I never set up gmail in the way that the links show. The only thing I set up with gmail was the mail acct. in Outlook 2003 and since I have more then 1 email acct., I chose to make gmail as my default in Outlook 2003. I set up my gmail acct. before I updated to Firefox 3.

below is a url to a screenshot related to the quote in your last reply...

http://screencast.com/t/ChxMDNJ8Cf

Hope this helps.


----------



## Craig O2 (Jan 13, 2006)

Maybe since Outlook is a Microsoft application, maybe the compatibility with the Firefox browser is just not there to do what I wish it to do?


----------



## EAFiedler (Apr 25, 2000)

Do you have another e-mail account you can make as your default in Outlook 2003?
If so, see if that changes the way the links work.


----------



## Craig O2 (Jan 13, 2006)

Tried 2 other email accounts as default (wowway and hotmail) and website email links still open with my Gmail.


----------



## Craig O2 (Jan 13, 2006)

EAFiedler,

Good news! The problem seemed to be located in my google toolbar settings...
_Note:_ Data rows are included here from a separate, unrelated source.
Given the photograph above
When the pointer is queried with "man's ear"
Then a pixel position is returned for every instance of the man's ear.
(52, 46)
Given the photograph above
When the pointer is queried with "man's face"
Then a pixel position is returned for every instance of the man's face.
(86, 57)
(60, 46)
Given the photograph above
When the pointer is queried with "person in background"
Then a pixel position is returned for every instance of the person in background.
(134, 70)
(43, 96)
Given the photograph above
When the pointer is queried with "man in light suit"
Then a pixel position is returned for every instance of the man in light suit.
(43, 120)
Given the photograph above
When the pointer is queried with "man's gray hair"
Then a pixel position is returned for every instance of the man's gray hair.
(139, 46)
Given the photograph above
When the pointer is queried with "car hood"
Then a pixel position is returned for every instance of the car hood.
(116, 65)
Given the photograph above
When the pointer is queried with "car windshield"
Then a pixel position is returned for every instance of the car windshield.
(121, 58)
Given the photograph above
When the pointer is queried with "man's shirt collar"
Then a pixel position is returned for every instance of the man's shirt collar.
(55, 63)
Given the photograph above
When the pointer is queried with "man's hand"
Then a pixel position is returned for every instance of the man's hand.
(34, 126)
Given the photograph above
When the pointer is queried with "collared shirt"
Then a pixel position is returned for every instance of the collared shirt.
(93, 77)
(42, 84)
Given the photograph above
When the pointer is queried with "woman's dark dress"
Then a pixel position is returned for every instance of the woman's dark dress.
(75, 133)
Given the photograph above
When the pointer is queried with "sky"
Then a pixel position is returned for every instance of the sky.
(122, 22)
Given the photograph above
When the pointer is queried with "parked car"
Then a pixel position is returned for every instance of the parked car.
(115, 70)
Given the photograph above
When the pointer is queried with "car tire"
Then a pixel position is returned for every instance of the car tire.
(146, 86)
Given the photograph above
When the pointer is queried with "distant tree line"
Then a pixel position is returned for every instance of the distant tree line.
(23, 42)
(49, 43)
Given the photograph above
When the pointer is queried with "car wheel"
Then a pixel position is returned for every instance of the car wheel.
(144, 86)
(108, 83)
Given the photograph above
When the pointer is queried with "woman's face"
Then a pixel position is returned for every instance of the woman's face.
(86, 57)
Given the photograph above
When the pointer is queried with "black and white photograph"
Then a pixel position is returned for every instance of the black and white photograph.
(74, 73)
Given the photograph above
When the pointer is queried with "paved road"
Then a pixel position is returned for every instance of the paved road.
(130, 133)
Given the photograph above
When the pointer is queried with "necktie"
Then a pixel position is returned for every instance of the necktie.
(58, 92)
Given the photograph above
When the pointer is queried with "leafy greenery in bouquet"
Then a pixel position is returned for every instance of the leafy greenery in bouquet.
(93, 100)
*click the settings button>options>more tab>under the tools, uncheck "Send with Gmail"*

Thank you for all your time on trying to help me but seems if I give myself enough time, I will eventually get the answer myself.

Craig O2


----------



## EAFiedler (Apr 25, 2000)

That's great! Though I do think I gave you a little nudge. 

I am curious, did your File Type settings change?
Do they still have this ending? *-requestPending -osint -url "%1"*


----------



## Craig O2 (Jan 13, 2006)

Yes, I felt that nudge. 

File Type settings showing presently:

* URL:File Transfer Protocol
"C:\Program Files\Mozilla Firefox\firefox.exe" -requestPending -osint -url "%1"
* URL:Gopher Protocol
"C:\PROGRA~1\MOZILL~1\FIREFOX.EXE -requestPending -osint -url "%1"
* URL:HyperText Transfer Protocol
"C:\Program Files\Mozilla Firefox\firefox.exe" -requestPending -osint -url "%1"
* URL:HyperText Transfer Protocol with Privacy
"C:\Program Files\Mozilla Firefox\firefox.exe" -requestPending -osint -url "%1"
* URL:MailToProtocol
"C:\PROGRA~1\MICROS~3\OFFICE11\OUTLOOK.EXE" -c IPM.Note /m "%1"

Again, thanks and have a great weekend!


----------